Lingual nerve morbidity, in all cases temporary, was present after 16 of the 2088 lingual retraction procedures (0.8%), and 2 of the other 818 operations (0.2%). An accompanying editorial by 2 other oral surgeons adds the additional point that even lower rates of temporary injury occur with buccal approach in the USA, albeit with a very small number of permanent injuries. There, most of these operations are by specialist surgeons, rather than surgeons in training as in the UK. They conclude that the present lingual approach should be used only by specialists and should be audited, and other operators should use only a buccal approach.

Endodontics; trauma Inflammatory and replacement resorption in reimplanted permanent incisor teeth: a study of the characteristics of 84 teeth

Kinirons MJ, Boyd DH et al. Endod Dent Traumatol 1999; 15: 269–272

Where endodontic treatment is required, pulp extirpation should be undertaken within 20 days of reimplantation, and ankylosis may be minimized by limiting splinting to 10 days or less.

Over a 7 year period, 71 children attended a Belfast clinic after avulsion of 84 teeth, of which 73 were upper central incisors, and were followed up for a minimum of 2 years. In 22 teeth, inflammatory root resorption was diagnosed; where pulps were extirpated in the first 19 days, only 25% of teeth were affected, but extirpation after this time was associated with inflammatory root resorption in 39% of teeth. Teeth with this type of resorption had been dry before reimplantation for significantly longer (mean 20 v. 10 min; P < 0.05)

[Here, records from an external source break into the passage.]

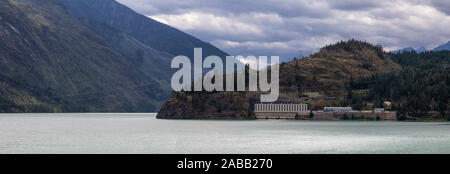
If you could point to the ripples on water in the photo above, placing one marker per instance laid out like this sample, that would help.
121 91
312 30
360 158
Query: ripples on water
143 133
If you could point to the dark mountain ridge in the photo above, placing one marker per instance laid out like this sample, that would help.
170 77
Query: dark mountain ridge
150 32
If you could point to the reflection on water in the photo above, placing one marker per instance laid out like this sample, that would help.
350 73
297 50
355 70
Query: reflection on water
143 133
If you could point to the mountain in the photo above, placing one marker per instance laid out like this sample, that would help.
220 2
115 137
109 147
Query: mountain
324 73
146 30
51 62
445 46
421 49
410 49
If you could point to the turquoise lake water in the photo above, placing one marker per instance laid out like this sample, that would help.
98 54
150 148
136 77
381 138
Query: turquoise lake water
143 133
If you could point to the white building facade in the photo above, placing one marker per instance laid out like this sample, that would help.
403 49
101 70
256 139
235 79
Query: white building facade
281 108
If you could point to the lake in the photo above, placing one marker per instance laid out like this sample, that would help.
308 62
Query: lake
143 133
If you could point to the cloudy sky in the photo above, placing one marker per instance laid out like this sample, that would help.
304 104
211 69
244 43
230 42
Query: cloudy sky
289 28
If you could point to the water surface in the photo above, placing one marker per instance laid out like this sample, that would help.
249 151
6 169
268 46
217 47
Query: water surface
143 133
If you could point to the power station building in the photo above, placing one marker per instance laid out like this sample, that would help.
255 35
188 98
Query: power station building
280 110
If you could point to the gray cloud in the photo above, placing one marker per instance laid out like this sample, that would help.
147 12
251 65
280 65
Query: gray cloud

Replacement resorption was diagnosed in about half of the teeth. A splinting period of 4–10 days was associated with replacement resorption in only 1/6 cases, but the rate was 3.5 times greater where splinting was present longer (P < 0.05). The authors discuss the role of early pulpal extirpation and splinting for avulsed incisors, and consider that extirpation within 20 days is not critical, but splinting should be limited.